Haroon Rashid Haroon Rashid - 8 days ago 5
R Question

Hide/Drop missing values in heat map with ggplot2

I have a data frame with continous missing values from 11 Jan to 14 Jan 2016 as

library(lubridate)
set.seed(123)
timestamp1 <- seq(as.POSIXct("2016-01-01"),as.POSIXct("2016-01-10 23:59:59"), by = "hour")
timestamp2 <- seq(as.POSIXct("2016-01-15"),as.POSIXct("2016-01-20 23:59:59"), by = "hour")
data_obj <- data.frame(value = c (rnorm(length(timestamp1),150,5),rnorm(length(timestamp2),110,3)),timestamp = c(timestamp1,timestamp2))
data_obj$day <- lubridate::date(data_obj$timestamp)
data_obj$hour <- lubridate::hour(data_obj$timestamp)


When I plot a heat map using

ggplot(data_obj,aes(day,hour,fill=value)) + geom_tile()


I get heat map like below one; red marked rectangular region corresponds to missing values

enter image description here

How should I entirely hide this blank area and make a continuous heat map?

Note that I do not want to change the format of x-axis date and I don't want to show missing values with some other color.

Answer

Slightly different answer to @Jacob's that preserves the date label format and order:

library(lubridate)

set.seed(123)

timestamp1 <- seq(as.POSIXct("2016-01-01"),as.POSIXct("2016-01-10 23:59:59"), by = "hour")
timestamp2 <- seq(as.POSIXct("2016-01-15"),as.POSIXct("2016-01-20 23:59:59"), by = "hour")

data_obj <- data.frame(value = c (rnorm(length(timestamp1),150,5),
                                  rnorm(length(timestamp2),110,3)),
                       timestamp = c(timestamp1,timestamp2))  
data_obj$day <- lubridate::date(data_obj$timestamp)
data_obj$hour <- lubridate::hour(data_obj$timestamp)

# preserve the date order manally in a factor

data_obj$day_f <- format(data_obj$day, "%b %d")

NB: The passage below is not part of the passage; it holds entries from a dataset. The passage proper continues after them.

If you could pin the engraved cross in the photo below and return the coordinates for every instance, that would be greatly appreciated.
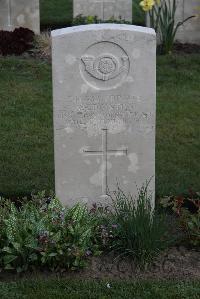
(105, 152)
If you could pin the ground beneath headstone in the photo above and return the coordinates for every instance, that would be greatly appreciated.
(175, 263)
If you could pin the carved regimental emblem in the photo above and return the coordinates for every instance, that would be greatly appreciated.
(105, 65)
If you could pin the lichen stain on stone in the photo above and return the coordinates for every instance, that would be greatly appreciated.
(96, 179)
(133, 158)
(70, 59)
(84, 88)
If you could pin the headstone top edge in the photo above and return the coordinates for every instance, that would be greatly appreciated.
(107, 26)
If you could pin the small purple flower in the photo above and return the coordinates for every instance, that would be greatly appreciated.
(114, 225)
(88, 252)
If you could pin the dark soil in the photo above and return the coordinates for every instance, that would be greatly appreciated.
(175, 263)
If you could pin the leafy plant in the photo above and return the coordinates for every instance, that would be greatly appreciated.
(188, 211)
(161, 15)
(85, 20)
(43, 233)
(142, 233)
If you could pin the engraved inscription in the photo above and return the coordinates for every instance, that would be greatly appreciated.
(104, 65)
(111, 111)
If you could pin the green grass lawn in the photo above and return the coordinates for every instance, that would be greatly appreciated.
(71, 289)
(59, 13)
(26, 134)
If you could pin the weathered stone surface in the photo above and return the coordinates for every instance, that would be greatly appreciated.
(19, 13)
(104, 9)
(104, 110)
(190, 31)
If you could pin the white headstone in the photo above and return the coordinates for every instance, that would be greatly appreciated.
(104, 84)
(104, 9)
(20, 13)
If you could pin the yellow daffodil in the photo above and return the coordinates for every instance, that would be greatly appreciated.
(147, 4)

dplyr::arrange(data_obj, day) %>% 
  dplyr::distinct(day_f) -> day_f_order

data_obj$day_f <- factor(data_obj$day_f, levels=day_f_order$day_f)

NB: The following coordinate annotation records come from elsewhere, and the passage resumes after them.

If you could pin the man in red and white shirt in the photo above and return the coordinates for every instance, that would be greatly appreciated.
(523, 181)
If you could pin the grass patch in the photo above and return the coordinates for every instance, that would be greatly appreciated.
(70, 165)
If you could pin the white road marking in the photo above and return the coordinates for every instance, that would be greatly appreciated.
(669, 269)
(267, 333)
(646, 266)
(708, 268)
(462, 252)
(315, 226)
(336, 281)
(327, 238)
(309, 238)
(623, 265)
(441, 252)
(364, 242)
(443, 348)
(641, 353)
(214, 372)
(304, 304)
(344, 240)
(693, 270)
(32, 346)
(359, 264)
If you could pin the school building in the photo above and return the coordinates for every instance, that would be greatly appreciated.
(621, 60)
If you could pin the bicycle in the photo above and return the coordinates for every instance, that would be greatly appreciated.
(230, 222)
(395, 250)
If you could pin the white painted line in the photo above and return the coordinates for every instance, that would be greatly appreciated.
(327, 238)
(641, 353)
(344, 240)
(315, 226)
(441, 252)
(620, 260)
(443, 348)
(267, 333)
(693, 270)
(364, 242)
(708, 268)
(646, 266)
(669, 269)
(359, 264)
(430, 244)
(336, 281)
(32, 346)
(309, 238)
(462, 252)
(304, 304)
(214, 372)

ggplot(data_obj, aes(day_f, hour, fill=value)) + 
  geom_tile() +
  scale_x_discrete(expand=c(0,0), breaks=c("Jan 04", "Jan 18")) +
  scale_y_continuous(expand=c(0,0)) +
  viridis::scale_fill_viridis(name=NULL) +
  coord_equal() +
  labs(x=NULL, y=NULL) +
  theme(panel.background=element_blank()) +
  theme(panel.grid=element_blank()) +
  theme(axis.ticks=element_blank()) +
  theme(legend.position="bottom")

enter image description here

Note: you're still mis-truthing the data to your audience without an explicit, very visible note that explains that there is missing data.